He may say he's semiretired, but 60-year-old former heavyweight
champion Ken Norton stays on the go with acting classes,
appearances at sports memorabilia conventions and the occasional
speaking engagement. And when he isn't making a commercial,
signing autographs for $25 to $50 a pop or recounting his ring
exploits at a fund-raiser, he enjoys horsing around with his six
grandchildren at his home in Dana Point, Calif.--thankful for
every second he spends with them.
In February 1986, while driving home late at night from a
fund-raiser, Norton was nearly killed when he lost control of his
car and crashed on a Santa Monica Freeway on-ramp, suffering a
severely fractured skull. The man whose powerful punch had broken
Muhammad Ali's jaw in winning a 12-round decision in 1973 and who
had starred in the movie Mandingo two years later was left
partially paralyzed on his right side and unable to speak.
"Everything stopped," he says. "My head was split in two."
Norton remained in a Los Angeles hospital for almost three weeks
and then spent six months in a wheelchair at the start of an
arduous rehabilitation. He was in speech therapy for more than a
year. Now he walks slowly, his speech is only slightly slurred,
and he has regained most of his memory.
He vaguely recalls the highly publicized feud in the early 1990s
with his son Ken Jr., an NFL linebacker who won Super Bowls with
the Dallas Cowboys and the San Francisco 49ers. Norton Sr. blames
his mental state at the time for the disagreement over his son's
interracial marriage. "I wasn't able to reason," he says. "Things
are great now." After father and son watched Ken Jr.'s
eight-year-old daughter, Sabrina, at a track meet, Ken Sr.
declared, "She was superior running against 11-and 12-year-olds.
It's in the genes."
September 14, 2003
Norton was a high school football, track and basketball standout
in Jacksonville, Ill., before enlisting in the Marines at 19, in
1963. In the corps he learned to box, and in '67--while living as
a penniless, divorced 24-year-old father--he turned pro. He won
29 of his first 30 fights but didn't strike it rich until after
that first of three memorable bouts with Ali. Norton lost the
rematch by a split decision six months later and the third bout
by unanimous decision in '76, a fight many believed Norton
deserved to win. Norton briefly held the WBC heavyweight title
after it was stripped from Leon Spinks in '77, but he lost his
first title defense to young Larry Holmes. It was Norton's last
significant fight, and he retired in 1981 with a 42-7-1 record.

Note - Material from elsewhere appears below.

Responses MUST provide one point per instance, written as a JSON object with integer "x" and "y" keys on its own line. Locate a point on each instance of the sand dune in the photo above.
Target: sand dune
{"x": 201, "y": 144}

In his 2000 autobiography, Going the Distance, Norton tells of
putting his life back together after the accident, which ruined
his dreams of film stardom. "God has blessed me," he says. "I
could have ended up a vegetable. Instead I came back, slowly. I
don't expect to become a superstar, but I'm right here, doing my
thing." --Luis Fernando Llosa
Though he had three memorable bouts against Ali, Norton's
toughest fight was his recovery from a near-fatal car crash.